Meeting all of these needs is going to be a challenge for a long time to come.  If any readers have particular examples of how to meet the needs of very large volume data retention, I'd appreciate the comments.

5 comments:

Anonymous said...

Very good points!



For the near future, the efforts such as Materials Data Facility (Ben Blaiszik) can offer a solution. Given that data volumes scale exponentially and DOE budgets do not, I expect that at some point commercial players such as Amazon Web Services (AWS) or Microsoft will develop the commercial solutions.



Then ideal output of research can be something like paper-with-code and data (as the one proposed by Maxim Ziatdinov 5 years ago using then available @Google Colabs), but with the stored data objects and reference manager. Given the number of new features being introduced on the arxiv recently, I will not be surprised if they will implement something like this shortly.



These will of course have to be complemented by the intragroup and facility level cloud ecosystems, but this is a different story (internal operation as oposed to disemination).
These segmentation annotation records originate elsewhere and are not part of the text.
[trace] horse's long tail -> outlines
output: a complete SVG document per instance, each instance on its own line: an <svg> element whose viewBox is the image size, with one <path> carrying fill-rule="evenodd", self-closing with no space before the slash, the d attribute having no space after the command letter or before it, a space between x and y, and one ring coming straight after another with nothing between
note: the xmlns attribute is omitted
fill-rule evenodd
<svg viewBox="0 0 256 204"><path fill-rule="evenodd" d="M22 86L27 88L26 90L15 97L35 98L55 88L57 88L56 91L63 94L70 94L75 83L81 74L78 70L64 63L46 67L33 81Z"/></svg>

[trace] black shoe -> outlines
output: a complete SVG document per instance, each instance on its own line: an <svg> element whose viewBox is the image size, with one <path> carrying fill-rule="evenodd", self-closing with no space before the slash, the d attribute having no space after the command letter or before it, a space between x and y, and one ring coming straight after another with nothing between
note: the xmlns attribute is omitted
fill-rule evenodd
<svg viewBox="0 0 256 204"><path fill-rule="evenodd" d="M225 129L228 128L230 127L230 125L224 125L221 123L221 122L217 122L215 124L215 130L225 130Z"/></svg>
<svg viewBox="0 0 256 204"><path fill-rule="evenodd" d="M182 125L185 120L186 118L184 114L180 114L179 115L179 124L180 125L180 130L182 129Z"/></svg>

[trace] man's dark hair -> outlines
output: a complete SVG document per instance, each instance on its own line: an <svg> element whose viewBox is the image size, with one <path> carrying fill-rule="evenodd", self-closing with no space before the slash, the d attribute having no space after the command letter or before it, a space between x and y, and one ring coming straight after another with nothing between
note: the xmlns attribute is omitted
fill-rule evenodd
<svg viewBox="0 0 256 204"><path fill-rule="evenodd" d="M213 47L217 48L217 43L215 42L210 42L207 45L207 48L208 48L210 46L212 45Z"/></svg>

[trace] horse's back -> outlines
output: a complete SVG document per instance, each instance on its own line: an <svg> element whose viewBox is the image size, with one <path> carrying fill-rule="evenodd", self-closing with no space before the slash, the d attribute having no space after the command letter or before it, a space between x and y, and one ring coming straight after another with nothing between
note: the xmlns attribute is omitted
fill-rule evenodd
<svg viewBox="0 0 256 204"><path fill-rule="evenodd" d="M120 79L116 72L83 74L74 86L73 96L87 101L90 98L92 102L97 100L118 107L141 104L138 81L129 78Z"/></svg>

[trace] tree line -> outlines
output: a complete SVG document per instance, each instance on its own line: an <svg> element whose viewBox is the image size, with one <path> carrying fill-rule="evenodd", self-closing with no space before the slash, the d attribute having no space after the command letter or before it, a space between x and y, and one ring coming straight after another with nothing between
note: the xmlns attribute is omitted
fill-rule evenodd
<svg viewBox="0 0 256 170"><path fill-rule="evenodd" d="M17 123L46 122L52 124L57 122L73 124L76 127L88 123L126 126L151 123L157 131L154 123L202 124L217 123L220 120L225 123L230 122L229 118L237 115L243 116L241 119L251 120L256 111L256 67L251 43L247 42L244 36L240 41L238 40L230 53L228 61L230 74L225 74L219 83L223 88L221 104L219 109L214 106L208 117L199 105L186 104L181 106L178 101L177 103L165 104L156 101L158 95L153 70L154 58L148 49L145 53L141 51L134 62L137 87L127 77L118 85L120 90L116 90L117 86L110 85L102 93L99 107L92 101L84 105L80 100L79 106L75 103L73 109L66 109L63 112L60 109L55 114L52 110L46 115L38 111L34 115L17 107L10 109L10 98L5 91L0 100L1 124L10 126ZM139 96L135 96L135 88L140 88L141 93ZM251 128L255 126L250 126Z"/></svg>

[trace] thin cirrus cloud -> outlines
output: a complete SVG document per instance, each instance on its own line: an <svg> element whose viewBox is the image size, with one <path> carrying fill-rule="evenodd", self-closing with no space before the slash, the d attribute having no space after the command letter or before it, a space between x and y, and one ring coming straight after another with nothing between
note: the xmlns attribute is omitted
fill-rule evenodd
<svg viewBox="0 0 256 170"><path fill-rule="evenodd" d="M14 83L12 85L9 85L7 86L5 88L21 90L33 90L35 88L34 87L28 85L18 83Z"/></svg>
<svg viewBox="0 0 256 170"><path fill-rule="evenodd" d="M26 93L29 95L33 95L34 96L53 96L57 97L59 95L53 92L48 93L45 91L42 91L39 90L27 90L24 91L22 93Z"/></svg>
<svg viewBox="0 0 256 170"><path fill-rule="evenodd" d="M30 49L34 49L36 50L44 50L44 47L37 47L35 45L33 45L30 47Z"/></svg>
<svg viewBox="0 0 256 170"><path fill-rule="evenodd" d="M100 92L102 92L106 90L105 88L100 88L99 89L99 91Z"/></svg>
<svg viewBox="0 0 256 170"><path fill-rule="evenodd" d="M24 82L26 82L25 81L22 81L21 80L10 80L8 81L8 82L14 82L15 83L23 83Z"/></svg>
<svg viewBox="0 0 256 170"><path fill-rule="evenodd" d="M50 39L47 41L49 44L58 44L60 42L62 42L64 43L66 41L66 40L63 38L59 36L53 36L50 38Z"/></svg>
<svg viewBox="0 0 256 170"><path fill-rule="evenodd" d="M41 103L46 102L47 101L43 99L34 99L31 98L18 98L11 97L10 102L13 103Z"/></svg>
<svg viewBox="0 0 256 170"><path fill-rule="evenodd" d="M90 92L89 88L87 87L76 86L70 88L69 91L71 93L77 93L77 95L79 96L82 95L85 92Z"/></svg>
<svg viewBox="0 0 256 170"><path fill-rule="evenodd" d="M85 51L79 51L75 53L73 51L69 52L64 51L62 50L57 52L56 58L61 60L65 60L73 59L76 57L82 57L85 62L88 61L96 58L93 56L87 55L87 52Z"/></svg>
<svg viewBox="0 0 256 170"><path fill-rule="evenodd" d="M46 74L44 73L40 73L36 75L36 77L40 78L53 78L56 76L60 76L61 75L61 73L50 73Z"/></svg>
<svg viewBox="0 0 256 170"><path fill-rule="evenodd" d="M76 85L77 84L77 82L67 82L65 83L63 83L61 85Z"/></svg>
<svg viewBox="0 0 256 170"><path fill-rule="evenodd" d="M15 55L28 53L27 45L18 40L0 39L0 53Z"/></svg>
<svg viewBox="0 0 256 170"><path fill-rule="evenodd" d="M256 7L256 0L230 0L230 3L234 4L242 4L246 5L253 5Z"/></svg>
https://colab.research.google.com/github/jupyter-papers/mock-paper/blob/master/FerroicBlocks_mockup_paper_v3a.ipynb

Unknown said...

I am not sure, based on your description, why current cloud storage services won't suffice. Object storage like AWS S3 and it's cold storage variant, Glacier, seem like the most obvious choices for optimizing costs. Of course there needs to be graphical and/or API interfaces built to allow users to deliver and retrieve data (seems like that is what the MDF mentioned in the earlier comment is attempting). Another big challenge is the networking requirements. Trying to move very large data volumes over the internet is typically a bad idea. While the cloud providers offer direct pipes, like AWS Direct Connect, you still need to get your data to a Direct Connect access point (typically found at large data centers). A science-wide service to collect and distribute data will be difficult unless universities and research labs can establish the necessary network infrastructure. This sounds like a decent project for a senior student studying computer systems and engineering.

Douglas Natelson said...

Anon@2:58, sorry for my unclear wording. I have no doubt that AWS or equivalent could in principle serve in this role, but the cost structure is completely unclear for universities. I do know that previous “unlimited” storage packages for universities through vendors like google, Box, and Microsoft have been renegotiated repeatedly with universities, as it becomes clear that really *using* large capacity requires further costs.

Unknown said...

Doug, it's Aaron T. Not sure why it's showing my comments as anonymous. I think the idea of a negotiated unlimited storage plan is probably going to cost more than the normal p er GB pricing. The provider is going to pass the risk to you in the negotiated price and it also does not encourage proper optimized use of the different storage tiers. I think a more realistic, sustainable approach is to try and negotiate discounted rates on their storage services. Maybe you get a deeper discount for something like Glacier to encourage moving data to colder levels of storage where appropriate. The challenge, then, is figuring out how the university does chargeback to each lab for the storage each uses. This is a fairly routine activity in the business world so I don't mean to imply it's an insurmountable issue.

Anonymous said...

Also something to be said about maintaining future-proof analysis code. My own python script written for a paper 10 years ago no longer works out of the box. I was a naive graduate student who didn't export all the code dependencies and it was a serious undertaking to get the code working again when someone asked for them. The fitting code library I used also changed over time, so the fit parameters and error bars aren't exactly the same either. My case wasn't too bad, but I can imagine code robustness being more important when exact values matter.